Scratch-folder Codex runs can fail before the prompt starts when codex exec is launched outside a Git working tree. The repository check protects normal project work, but an intentional temporary directory may need a one-run override instead of a repository checkout.
The --skip-git-repo-check flag bypasses only the non-interactive repository guard for that command. It does not authenticate the CLI, widen the sandbox, or mark a directory as trusted for project-scoped .codex/config.toml layers.
Use the flag only after the working directory is known and isolated. A safer fix for normal project work is to move into the intended repository, because the same prompt can otherwise read or write files from a scratch path that was not meant to own the task.
$ git rev-parse --show-toplevel fatal: not a git repository (or any of the parent directories): .git
If this command prints a repository path, keep the repository check enabled and run Codex from that project instead.
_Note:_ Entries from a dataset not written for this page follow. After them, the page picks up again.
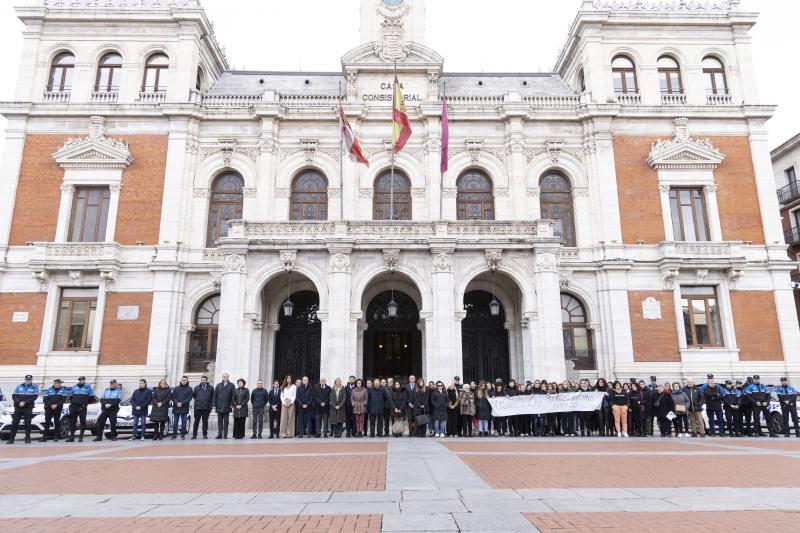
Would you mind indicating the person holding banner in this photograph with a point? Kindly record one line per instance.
(619, 406)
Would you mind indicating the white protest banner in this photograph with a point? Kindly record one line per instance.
(536, 404)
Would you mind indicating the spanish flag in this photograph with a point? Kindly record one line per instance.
(402, 127)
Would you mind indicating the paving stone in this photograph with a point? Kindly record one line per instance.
(351, 508)
(419, 522)
(492, 522)
(432, 506)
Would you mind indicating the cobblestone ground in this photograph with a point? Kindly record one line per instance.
(402, 485)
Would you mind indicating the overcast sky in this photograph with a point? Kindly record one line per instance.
(472, 35)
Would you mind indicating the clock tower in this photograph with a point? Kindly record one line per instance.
(391, 23)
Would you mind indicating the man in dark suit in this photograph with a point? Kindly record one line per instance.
(223, 400)
(322, 399)
(275, 409)
(305, 406)
(350, 420)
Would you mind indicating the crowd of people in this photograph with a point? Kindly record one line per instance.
(384, 407)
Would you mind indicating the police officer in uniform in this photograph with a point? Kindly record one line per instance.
(109, 407)
(760, 398)
(54, 399)
(24, 396)
(732, 400)
(788, 397)
(79, 399)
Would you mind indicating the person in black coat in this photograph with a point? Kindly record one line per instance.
(259, 398)
(203, 400)
(181, 398)
(223, 400)
(159, 412)
(376, 395)
(322, 401)
(241, 397)
(275, 409)
(305, 408)
(439, 410)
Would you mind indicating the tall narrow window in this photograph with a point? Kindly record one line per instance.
(309, 197)
(475, 200)
(714, 73)
(689, 220)
(108, 73)
(390, 199)
(701, 316)
(61, 73)
(556, 205)
(89, 214)
(203, 342)
(577, 338)
(76, 316)
(624, 72)
(227, 200)
(669, 76)
(155, 74)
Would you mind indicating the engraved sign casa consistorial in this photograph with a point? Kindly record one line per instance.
(651, 309)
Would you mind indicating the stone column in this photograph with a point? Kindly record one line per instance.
(340, 358)
(231, 353)
(442, 337)
(549, 359)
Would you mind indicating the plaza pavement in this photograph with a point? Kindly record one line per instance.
(402, 485)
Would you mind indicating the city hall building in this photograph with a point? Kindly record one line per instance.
(162, 214)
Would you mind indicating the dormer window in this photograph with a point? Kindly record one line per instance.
(61, 72)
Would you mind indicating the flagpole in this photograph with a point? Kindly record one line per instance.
(441, 173)
(394, 105)
(341, 157)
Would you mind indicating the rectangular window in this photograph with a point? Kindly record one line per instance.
(701, 317)
(89, 214)
(689, 220)
(76, 317)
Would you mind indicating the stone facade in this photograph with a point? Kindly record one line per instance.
(159, 153)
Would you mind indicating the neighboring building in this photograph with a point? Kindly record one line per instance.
(620, 209)
(786, 163)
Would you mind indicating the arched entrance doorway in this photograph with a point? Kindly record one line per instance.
(392, 345)
(298, 341)
(484, 340)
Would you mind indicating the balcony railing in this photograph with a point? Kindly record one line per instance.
(719, 99)
(105, 97)
(629, 99)
(583, 359)
(673, 99)
(55, 96)
(200, 361)
(789, 193)
(792, 236)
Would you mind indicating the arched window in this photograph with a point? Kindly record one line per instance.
(203, 341)
(392, 202)
(108, 73)
(155, 74)
(624, 72)
(475, 200)
(309, 197)
(577, 337)
(669, 76)
(556, 205)
(714, 73)
(227, 199)
(61, 71)
(198, 81)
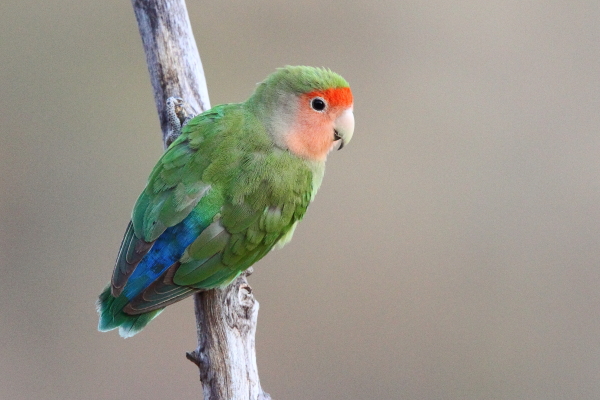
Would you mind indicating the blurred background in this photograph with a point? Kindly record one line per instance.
(453, 251)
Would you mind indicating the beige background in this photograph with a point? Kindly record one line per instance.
(452, 252)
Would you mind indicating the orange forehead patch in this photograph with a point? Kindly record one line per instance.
(336, 97)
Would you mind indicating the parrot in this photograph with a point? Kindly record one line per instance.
(231, 187)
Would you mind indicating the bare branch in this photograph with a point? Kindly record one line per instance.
(226, 318)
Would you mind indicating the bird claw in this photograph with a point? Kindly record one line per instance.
(179, 114)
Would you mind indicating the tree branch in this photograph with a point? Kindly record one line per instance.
(225, 318)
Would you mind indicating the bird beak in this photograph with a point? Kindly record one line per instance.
(344, 127)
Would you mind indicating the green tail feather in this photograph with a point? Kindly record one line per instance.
(112, 316)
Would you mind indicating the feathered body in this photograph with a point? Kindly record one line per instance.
(232, 186)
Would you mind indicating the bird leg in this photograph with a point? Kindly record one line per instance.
(178, 115)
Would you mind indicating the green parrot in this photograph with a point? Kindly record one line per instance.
(229, 188)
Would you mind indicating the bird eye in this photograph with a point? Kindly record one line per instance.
(318, 104)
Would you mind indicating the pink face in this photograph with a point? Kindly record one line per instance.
(312, 135)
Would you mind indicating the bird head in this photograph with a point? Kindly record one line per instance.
(306, 110)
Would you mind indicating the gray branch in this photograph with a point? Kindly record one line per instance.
(225, 318)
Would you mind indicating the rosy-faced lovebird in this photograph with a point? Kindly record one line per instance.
(229, 188)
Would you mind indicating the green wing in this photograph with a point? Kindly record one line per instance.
(174, 188)
(258, 194)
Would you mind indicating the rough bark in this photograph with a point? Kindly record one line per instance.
(226, 318)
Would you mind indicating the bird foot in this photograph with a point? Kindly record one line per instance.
(178, 115)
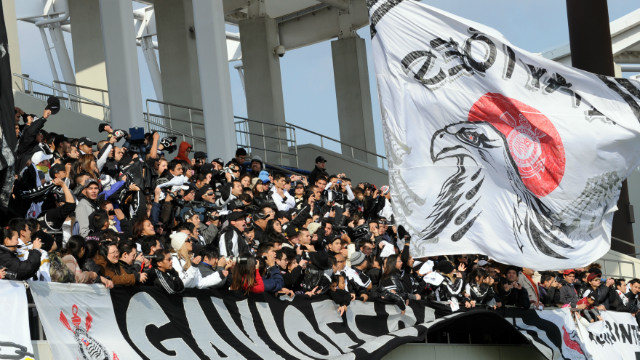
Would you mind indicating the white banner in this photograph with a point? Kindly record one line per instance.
(617, 336)
(15, 339)
(494, 150)
(558, 341)
(79, 321)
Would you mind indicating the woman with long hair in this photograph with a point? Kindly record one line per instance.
(182, 263)
(260, 196)
(73, 255)
(246, 277)
(391, 285)
(14, 268)
(89, 165)
(143, 228)
(480, 288)
(107, 258)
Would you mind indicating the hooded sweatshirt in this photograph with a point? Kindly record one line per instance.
(182, 151)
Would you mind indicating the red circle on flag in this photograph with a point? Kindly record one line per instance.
(534, 143)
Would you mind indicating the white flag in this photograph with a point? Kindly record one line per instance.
(79, 321)
(15, 339)
(494, 150)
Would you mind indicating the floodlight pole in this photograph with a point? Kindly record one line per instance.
(590, 42)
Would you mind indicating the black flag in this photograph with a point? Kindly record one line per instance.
(7, 119)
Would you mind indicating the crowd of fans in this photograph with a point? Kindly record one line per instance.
(127, 215)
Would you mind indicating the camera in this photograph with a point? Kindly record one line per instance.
(237, 259)
(304, 256)
(11, 275)
(169, 143)
(279, 50)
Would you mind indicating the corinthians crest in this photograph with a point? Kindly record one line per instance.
(88, 347)
(524, 143)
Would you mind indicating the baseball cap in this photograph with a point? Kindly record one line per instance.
(219, 161)
(235, 215)
(85, 141)
(264, 176)
(90, 181)
(53, 104)
(357, 258)
(256, 158)
(206, 168)
(188, 214)
(56, 168)
(39, 157)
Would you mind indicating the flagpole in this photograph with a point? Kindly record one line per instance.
(590, 43)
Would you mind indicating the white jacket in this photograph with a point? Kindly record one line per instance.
(191, 278)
$ codex exec --ephemeral --sandbox read-only "Return OK." Not inside a trusted directory and --skip-git-repo-check was not specified.
The message appears before a model run starts, so it is separate from authentication, sandbox, and prompt errors.
$ codex exec --ephemeral --sandbox read-only --skip-git-repo-check "Return OK." OK
Use the override only for a directory created for the task. It removes the repository boundary that normally catches a command launched from the wrong folder.
$ codex exec --ephemeral --sandbox read-only --skip-git-repo-check "Run pwd and return only the command output." /home/user/tmp/codex-scratch
The printed path should match the scratch directory that was intentionally selected. Use -C when a script launches Codex from another shell location.